Nicholas Sandmann, the MAGA hat-wearing teen at the center of the highly publicized incident with Native American activist Nathan Phillips, is suing The Washington Post for $250 million, according to a lawsuit filed Tuesday.
Sandmann, a student from Covington Catholic High School in Kentucky, was part of a group of teens filmed surrounding Phillips while he performed an American Indian Movement song on the steps of the Lincoln Memorial last month at the National Mall.
The viral incident ― which was covered by many major news outlets ― caused nationwide outrage at both ends of the political spectrum, with perceptions becoming more complicated after more than an hour of the footage from the encounter later emerged.
According to the lawsuit filed by attorneys Lin Wood and Todd McMurtry, the Post’s coverage of the incident “wrongfully targeted and bullied” Sandmann “because he was the white, Catholic student wearing a red ‘Make America Great Again’ souvenir cap.”
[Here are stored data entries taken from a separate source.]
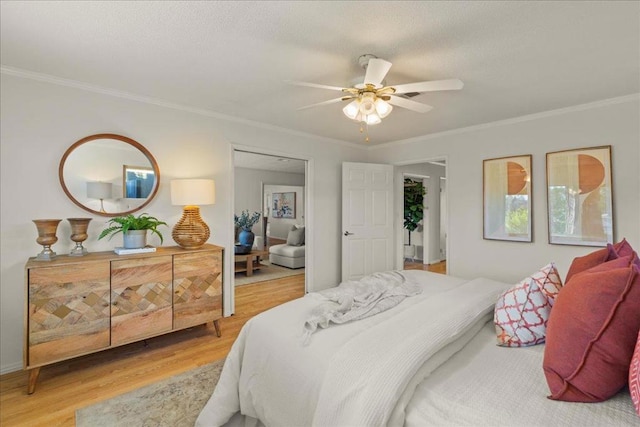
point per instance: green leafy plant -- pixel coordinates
(245, 220)
(414, 193)
(122, 224)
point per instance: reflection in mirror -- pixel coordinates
(137, 181)
(95, 174)
(507, 198)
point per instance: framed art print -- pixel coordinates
(284, 205)
(507, 199)
(579, 197)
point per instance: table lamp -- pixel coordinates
(191, 232)
(99, 190)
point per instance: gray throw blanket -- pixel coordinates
(358, 299)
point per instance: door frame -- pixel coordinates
(399, 206)
(425, 221)
(229, 282)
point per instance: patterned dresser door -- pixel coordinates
(197, 288)
(140, 298)
(68, 311)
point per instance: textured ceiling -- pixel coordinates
(232, 58)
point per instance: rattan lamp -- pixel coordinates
(191, 232)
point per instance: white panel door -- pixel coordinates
(367, 219)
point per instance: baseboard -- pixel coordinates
(12, 367)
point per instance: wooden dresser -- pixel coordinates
(81, 305)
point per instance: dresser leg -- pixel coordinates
(33, 377)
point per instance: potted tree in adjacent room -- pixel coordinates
(244, 222)
(414, 193)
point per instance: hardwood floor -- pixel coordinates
(66, 386)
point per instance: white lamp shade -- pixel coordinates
(186, 192)
(383, 108)
(351, 110)
(99, 190)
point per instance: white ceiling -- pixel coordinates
(232, 58)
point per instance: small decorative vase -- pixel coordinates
(79, 234)
(245, 237)
(47, 229)
(135, 239)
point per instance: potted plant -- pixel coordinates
(133, 229)
(414, 193)
(245, 222)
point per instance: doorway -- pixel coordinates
(261, 181)
(428, 248)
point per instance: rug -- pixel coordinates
(173, 402)
(267, 272)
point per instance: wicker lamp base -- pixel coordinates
(191, 232)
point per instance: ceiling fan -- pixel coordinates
(372, 100)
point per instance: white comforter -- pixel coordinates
(359, 373)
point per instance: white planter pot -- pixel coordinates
(134, 239)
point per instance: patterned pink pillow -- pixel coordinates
(522, 311)
(634, 376)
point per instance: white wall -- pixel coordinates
(41, 120)
(248, 190)
(613, 122)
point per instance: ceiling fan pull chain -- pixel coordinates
(364, 128)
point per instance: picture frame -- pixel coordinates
(507, 198)
(580, 197)
(137, 181)
(283, 205)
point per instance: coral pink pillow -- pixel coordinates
(623, 248)
(634, 376)
(591, 334)
(522, 311)
(591, 260)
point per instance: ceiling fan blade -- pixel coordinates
(452, 84)
(409, 104)
(315, 85)
(376, 70)
(331, 101)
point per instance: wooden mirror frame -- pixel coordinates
(126, 140)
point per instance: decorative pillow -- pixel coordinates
(634, 376)
(591, 260)
(522, 311)
(295, 237)
(623, 248)
(591, 334)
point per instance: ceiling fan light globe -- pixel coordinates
(383, 108)
(351, 110)
(372, 119)
(367, 106)
(367, 103)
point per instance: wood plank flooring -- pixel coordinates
(66, 386)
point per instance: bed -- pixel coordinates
(431, 359)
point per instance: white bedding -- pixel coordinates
(498, 386)
(366, 372)
(352, 373)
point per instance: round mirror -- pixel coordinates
(109, 175)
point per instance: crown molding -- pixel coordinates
(47, 78)
(506, 122)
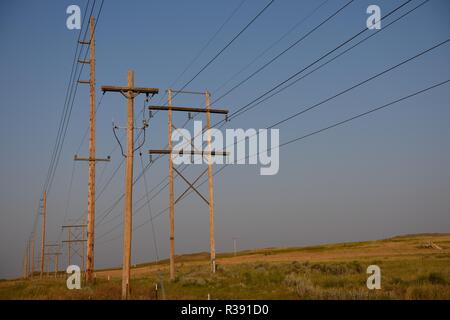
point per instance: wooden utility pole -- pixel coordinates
(52, 251)
(27, 255)
(212, 243)
(209, 153)
(92, 160)
(130, 92)
(44, 209)
(75, 236)
(32, 252)
(171, 194)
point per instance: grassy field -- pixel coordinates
(410, 269)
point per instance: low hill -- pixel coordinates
(412, 267)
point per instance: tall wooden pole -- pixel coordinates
(32, 253)
(212, 243)
(56, 265)
(44, 209)
(127, 225)
(131, 93)
(171, 193)
(27, 255)
(83, 265)
(91, 195)
(70, 245)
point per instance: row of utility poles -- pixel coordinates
(130, 92)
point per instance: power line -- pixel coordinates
(109, 211)
(347, 90)
(314, 133)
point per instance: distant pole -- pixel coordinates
(27, 255)
(70, 246)
(56, 265)
(44, 209)
(171, 193)
(83, 265)
(32, 253)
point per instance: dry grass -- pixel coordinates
(337, 271)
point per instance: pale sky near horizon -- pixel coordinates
(378, 176)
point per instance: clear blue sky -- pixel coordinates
(378, 176)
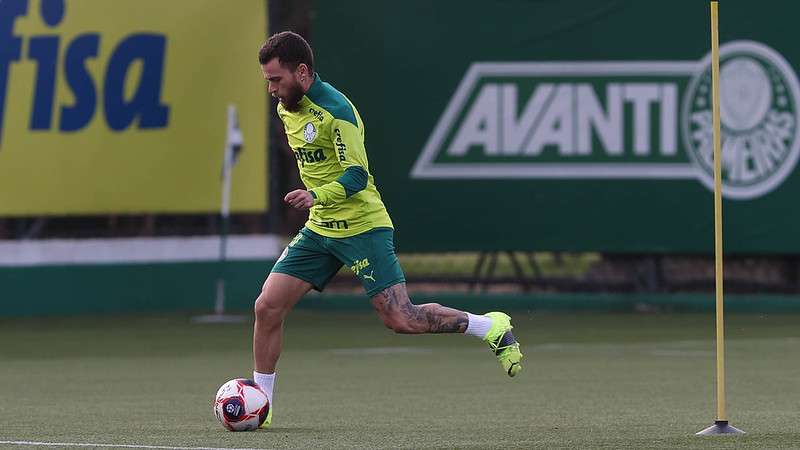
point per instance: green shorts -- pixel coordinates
(316, 259)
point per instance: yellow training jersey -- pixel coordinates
(327, 136)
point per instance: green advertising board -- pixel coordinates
(572, 126)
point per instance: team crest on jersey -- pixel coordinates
(309, 132)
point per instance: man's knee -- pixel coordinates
(268, 310)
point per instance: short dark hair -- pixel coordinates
(290, 48)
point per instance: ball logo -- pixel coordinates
(309, 132)
(759, 122)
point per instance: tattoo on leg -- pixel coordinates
(427, 318)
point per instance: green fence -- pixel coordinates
(571, 126)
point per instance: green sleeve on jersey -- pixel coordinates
(354, 180)
(351, 182)
(349, 143)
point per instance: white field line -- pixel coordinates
(88, 444)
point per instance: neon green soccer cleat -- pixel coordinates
(502, 342)
(268, 420)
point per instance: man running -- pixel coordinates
(347, 223)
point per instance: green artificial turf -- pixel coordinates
(590, 381)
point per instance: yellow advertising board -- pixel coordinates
(121, 106)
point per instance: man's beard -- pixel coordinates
(292, 100)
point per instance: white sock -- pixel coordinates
(265, 381)
(478, 325)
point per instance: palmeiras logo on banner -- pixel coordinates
(622, 120)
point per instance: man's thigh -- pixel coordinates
(307, 258)
(371, 257)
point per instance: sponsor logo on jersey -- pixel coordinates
(622, 120)
(304, 156)
(341, 148)
(309, 132)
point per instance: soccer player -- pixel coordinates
(347, 222)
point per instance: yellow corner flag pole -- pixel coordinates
(721, 425)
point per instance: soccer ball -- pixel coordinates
(240, 405)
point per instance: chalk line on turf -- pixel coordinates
(87, 444)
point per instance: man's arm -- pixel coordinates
(352, 156)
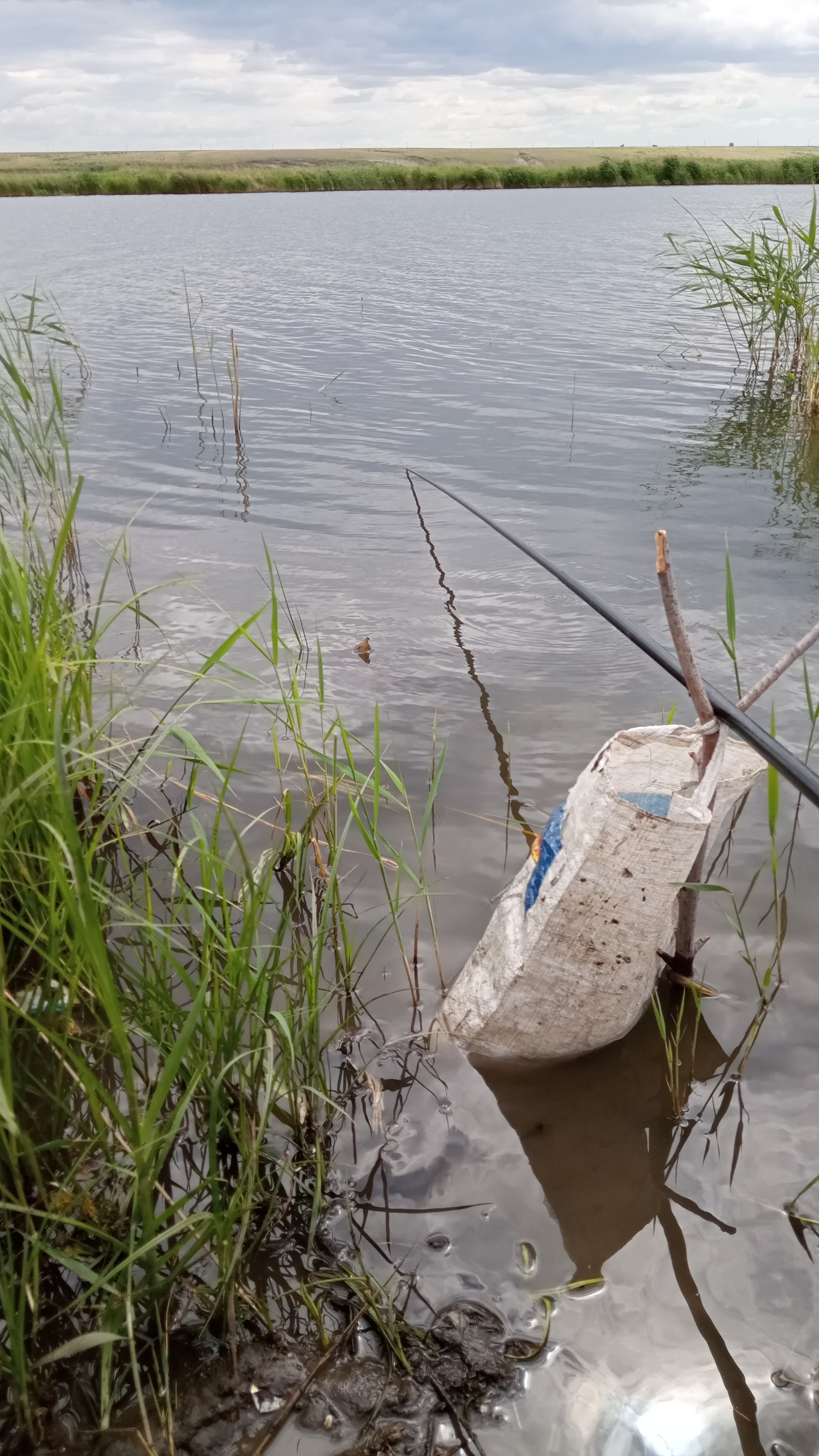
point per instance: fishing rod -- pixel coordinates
(770, 749)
In various interviews, Phillips maintained that he became surrounded by Sandmann and his peers after he tried to thwart any potential violence between them and a group identifying themselves as the Hebrew Israelites.
“What did you think about his [Nick Sandmann’s] words…and his version of this encounter?” -@savannahguthrie— TODAY (@TODAYshow) January 24, 2019
“Coached and written up for him – insincerity, lack of responsibility — but then I went to go pray about it… I forgive him.” -Phillips pic.twitter.com/Khlg6AIPmh
“It was getting ugly, and I was thinking: ‘I’ve got to find myself an exit out of this situation and finish my song at the Lincoln Memorial,’” he told The Washington Post. “I started going that way, and that guy in the hat [Sandmann] stood in my way, and we were at an impasse.”
Alleging that the newspaper “ignored basic journalist standards because it wanted to advance its well-known and easily documented, biased agenda against President Donald J. Trump,” the suit seeks damages “in excess of Two Hundred and Fifty Million Dollars ($250,000,000.00) ― the amount Jeff Bezos, the world’s richest person, paid in cash for the Post when his company, Nash Holdings, purchased the newspaper in 2013.”
Following the incident, a statement was released by a public relations firm on Sandmann’s behalf in which he claimed he had been singled out by Phillips and that he was only “helping to [defuse] the situation.” Then, in a subsequent interview with “Today,” the 16-year-old said that in hindsight he wished he could have “avoided the whole thing.”
"Do you feel from this experience that you owe anybody an apology? Do you see your own fault in any way?”— TODAY (@TODAYshow) January 22, 2019
Tune in to @NBCNightlyNews for a preview of @SavannahGuthrie's interview with Nick Sandmann. Full interview tomorrow on TODAY. pic.twitter.com/7Croh0Toyj
The purpose of the lawsuit against the Post, the lawsuit says, is “to seek legal redress for its negligent, reckless, and malicious attacks on Nicholas which caused permanent damage to his life and reputation.
“The Post bullied an innocent child with an absolute disregard for the pain and destruction its attacks would cause to his life.”